時代が変われば、流行は変わるもの。もちろんバイク業界もさまざまなブームが巻き起こり、鎮まり、また新たなトレンドが生まれてきた。その中で世界中に衝撃を与えた登場直後から40年以上、常に人気者であり続ける怪物モデル、それがゼットワンであり、ゼッツーだ。
文:太田安治/写真:松川 忍/車両協力:ウエマツ
※この記事は2014年3月15日発行の『東本昌平RIDE82』の特集から一部抜粋し、再構成して掲載しています。
画像: Kawasaki 900SUPER4 Z1 発売年月:1972年11月 総排気量:903cc エンジン形式:空冷4ストDOHC2バルブ並列4気筒 乾燥重量:230kg

Kawasaki 900SUPER4 Z1
発売年月:1972年11月

総排気量:903cc
エンジン形式:空冷4ストDOHC2バルブ並列4気筒
乾燥重量:230kg

太田安治(おおた やすはる)

1957年生まれ。初めての愛車であるモンキーZ50Mから愛車として30〜40台のバイクを乗り継ぎ、Z2やCB750FOURもかつての愛車のひとつ。86年に国際A級ライセンスを取得。91年〜94年まで全日本ロードレース選手権に監督として参加。GP250クラスではプライベート最上位を獲得し、所属ライダーを世界GPへと送り出した。現在は月刊『オートバイ』で試乗インプレから用品テストをはじめ、さまざまな企画を手がけている。これまでに試乗したモデルは5000車種以上、その数は今も更新中。
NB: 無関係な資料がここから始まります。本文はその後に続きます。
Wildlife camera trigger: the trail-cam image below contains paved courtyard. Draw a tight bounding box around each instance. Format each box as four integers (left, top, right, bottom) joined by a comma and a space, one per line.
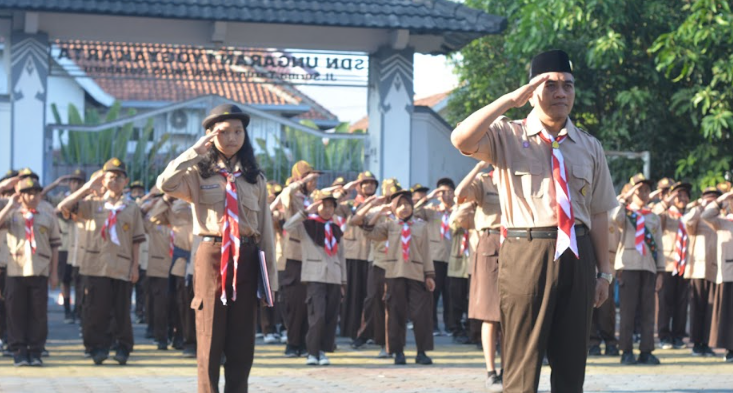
0, 298, 733, 393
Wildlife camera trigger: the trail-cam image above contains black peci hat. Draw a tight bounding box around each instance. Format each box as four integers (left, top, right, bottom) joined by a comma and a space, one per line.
201, 104, 249, 130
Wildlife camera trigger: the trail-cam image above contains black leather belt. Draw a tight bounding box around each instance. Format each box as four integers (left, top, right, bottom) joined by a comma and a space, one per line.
506, 225, 590, 240
201, 236, 256, 244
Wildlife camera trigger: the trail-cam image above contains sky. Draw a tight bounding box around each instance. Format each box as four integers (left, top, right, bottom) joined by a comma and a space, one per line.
299, 53, 457, 122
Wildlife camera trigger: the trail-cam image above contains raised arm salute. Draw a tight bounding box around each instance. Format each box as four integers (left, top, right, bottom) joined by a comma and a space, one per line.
451, 50, 617, 392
【ショートストーリー】いつの時代も男を虜にするスーパースター(太田安治)

「おい、この新聞見てみろ。カワサキから凄い単車が出たってよ。ディーオーエッチシーで4気筒で900ccで82馬力。こりゃナナハンもメじゃないな。まあ、お前には10年早いか……」

二階の寝室から寝ぼけ顔で降りてきた僕に、いつもとは違った早口でまくしたてながら、父が朝刊を差し出す。

若いころから陸王やラビット、CBなどを乗り回していた父は、僕がオートバイに興味を持ち始めたことを知っていた。15歳で生意気盛りの小僧だった僕と、久しぶりに共通の話題で盛り上がろうとしたのかもしれない。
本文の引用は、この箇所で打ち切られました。